🤖 AI Summary
This work addresses the inefficiency of inference in large-scale recommender systems, where redundant computations—particularly in feature fusion—often degrade performance without commensurate gains in accuracy. To tackle this challenge, the paper introduces structural reparameterization into ranking models for the first time, specifically optimizing matrix multiplication operations during feature fusion to eliminate user-side redundancy. The proposed approach achieves substantial acceleration of online inference while preserving model accuracy, thereby circumventing the typical trade-off between speed and performance. Furthermore, it complements existing efficiency-enhancing techniques such as model lightweighting and knowledge distillation, offering a practical and effective solution for improving serving efficiency in production environments.
📝 Abstract
Ranking models, i.e., coarse-ranking and fine-ranking models, serve as core components in large-scale recommendation systems, responsible for scoring massive item candidates based on user preferences. To meet the stringent latency requirements of online serving, structural lightweighting or knowledge distillation techniques are commonly employed for ranking model acceleration.
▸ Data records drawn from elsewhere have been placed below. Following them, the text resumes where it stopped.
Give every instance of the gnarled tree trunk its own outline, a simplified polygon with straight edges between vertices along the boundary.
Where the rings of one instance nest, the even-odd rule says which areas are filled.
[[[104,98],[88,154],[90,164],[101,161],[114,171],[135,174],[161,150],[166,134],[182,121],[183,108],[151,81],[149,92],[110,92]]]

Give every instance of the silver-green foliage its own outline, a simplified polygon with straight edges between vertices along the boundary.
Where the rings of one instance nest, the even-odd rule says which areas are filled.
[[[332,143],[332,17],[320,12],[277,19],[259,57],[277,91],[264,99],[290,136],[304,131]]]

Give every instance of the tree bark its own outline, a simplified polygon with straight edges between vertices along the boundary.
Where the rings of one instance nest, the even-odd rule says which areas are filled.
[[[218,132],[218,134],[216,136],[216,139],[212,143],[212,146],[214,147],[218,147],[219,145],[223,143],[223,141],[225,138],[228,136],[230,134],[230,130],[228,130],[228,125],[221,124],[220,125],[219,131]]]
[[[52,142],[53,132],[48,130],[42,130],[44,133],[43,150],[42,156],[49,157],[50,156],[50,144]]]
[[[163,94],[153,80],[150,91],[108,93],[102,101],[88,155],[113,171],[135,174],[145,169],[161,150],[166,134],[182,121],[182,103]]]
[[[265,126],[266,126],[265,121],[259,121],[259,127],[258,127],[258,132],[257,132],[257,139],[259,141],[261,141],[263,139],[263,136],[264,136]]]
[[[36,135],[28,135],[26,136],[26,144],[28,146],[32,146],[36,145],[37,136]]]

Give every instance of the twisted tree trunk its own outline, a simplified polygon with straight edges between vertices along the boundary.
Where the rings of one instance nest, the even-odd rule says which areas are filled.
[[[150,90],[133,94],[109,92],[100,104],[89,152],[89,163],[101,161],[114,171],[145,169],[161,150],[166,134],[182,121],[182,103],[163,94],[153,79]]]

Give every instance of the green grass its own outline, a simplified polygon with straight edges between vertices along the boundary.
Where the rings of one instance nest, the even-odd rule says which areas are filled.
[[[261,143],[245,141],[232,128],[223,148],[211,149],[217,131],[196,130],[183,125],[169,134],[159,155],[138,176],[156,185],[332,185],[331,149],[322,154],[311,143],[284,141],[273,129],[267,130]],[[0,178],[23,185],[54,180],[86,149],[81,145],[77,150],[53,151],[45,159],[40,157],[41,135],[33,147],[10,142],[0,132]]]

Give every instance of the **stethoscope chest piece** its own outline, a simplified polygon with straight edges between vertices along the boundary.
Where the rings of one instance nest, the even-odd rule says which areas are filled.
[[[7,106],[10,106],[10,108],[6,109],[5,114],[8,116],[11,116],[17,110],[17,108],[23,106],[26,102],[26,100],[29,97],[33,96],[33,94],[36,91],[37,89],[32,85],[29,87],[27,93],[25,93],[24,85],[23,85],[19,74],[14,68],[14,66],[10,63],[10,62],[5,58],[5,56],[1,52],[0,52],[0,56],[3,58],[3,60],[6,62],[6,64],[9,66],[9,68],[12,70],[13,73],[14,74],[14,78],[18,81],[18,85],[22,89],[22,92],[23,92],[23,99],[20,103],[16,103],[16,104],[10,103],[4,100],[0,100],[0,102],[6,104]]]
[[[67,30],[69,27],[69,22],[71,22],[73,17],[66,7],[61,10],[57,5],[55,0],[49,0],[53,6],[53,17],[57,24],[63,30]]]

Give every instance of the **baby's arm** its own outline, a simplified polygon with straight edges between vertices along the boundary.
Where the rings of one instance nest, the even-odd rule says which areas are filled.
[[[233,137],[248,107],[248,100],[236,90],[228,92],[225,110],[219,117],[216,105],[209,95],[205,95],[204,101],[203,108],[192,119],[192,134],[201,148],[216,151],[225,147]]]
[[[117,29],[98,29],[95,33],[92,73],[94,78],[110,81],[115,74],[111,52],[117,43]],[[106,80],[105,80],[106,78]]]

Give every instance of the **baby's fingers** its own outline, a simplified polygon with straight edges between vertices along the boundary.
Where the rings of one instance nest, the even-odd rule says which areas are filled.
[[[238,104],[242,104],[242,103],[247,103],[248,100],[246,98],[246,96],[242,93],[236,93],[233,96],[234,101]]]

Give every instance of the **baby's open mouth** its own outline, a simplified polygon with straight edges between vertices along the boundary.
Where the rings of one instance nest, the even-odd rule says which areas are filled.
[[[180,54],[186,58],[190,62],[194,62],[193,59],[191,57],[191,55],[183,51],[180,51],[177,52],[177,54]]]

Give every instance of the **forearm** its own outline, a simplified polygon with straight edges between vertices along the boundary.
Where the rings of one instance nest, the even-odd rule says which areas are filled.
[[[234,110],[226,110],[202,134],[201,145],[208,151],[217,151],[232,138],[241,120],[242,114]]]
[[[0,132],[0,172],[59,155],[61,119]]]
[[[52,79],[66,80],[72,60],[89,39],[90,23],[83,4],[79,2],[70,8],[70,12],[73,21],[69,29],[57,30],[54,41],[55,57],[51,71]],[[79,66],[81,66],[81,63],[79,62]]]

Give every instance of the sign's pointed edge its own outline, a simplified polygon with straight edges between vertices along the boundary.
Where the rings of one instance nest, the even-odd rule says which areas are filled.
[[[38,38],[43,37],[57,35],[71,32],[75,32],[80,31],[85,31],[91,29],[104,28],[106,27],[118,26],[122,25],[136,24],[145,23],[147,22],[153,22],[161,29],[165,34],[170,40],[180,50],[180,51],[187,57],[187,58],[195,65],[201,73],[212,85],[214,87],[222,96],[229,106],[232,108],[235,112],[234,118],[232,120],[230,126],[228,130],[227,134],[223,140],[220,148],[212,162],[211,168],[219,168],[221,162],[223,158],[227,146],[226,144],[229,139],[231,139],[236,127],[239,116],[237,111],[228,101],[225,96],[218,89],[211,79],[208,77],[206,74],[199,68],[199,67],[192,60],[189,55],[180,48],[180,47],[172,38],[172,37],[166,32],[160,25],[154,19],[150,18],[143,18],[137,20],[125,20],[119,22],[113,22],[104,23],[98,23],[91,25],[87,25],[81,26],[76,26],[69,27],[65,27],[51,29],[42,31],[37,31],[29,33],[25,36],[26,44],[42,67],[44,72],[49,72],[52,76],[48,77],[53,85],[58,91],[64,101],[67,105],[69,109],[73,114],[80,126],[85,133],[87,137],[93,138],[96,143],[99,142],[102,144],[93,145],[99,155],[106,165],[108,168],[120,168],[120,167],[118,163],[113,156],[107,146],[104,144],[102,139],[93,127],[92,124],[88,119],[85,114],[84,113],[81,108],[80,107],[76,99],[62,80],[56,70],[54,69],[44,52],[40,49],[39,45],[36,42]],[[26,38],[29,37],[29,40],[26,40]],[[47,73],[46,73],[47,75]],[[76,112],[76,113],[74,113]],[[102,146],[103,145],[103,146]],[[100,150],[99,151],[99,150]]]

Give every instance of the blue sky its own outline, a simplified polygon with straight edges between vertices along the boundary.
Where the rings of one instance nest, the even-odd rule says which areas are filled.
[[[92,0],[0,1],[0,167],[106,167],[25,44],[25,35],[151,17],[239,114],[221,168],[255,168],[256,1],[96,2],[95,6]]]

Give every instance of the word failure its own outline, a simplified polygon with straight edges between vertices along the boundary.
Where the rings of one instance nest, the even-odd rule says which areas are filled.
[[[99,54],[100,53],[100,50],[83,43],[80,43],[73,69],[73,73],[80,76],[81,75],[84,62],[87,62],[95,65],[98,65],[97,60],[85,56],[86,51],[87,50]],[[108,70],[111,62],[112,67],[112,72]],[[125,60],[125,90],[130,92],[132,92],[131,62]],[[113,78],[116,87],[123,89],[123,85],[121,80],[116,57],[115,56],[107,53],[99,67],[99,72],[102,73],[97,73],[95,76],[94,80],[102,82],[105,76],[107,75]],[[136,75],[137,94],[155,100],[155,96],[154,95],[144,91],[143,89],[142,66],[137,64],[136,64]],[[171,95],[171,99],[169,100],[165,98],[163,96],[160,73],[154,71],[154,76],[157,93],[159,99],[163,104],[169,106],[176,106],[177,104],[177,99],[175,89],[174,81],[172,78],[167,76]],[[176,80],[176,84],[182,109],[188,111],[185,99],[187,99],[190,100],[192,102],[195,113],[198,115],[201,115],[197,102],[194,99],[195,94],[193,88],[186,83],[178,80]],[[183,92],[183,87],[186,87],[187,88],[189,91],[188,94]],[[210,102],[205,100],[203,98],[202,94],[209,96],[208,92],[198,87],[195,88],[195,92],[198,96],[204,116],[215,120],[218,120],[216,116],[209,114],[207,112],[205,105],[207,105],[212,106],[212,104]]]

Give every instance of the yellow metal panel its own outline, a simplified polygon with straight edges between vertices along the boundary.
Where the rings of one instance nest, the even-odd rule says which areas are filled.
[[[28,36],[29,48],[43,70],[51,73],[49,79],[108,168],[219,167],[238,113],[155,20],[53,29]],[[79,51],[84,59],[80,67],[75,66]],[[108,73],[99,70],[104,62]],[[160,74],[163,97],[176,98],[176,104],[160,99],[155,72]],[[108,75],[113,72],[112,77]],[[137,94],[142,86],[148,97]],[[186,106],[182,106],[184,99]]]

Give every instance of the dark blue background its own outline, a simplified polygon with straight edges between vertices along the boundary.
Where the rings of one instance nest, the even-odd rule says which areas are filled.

However, these approaches typically lead to a non-negligible drop in accuracy. Notably, the angle of lossless acceleration by optimizing feature fusion matrix multiplication, particularly through structural reparameterization, remains underexplored. In this paper, we propose MaRI, a novel Matrix Re-parameterized Inference framework, which serves as a complementary approach to existing techniques while accelerating ranking model inference without any accuracy loss. MaRI is motivated by the observation that user-side computation is redundant in feature fusion matrix multiplication, and we therefore adopt the philosophy of structural reparameterization to alleviate such redundancy.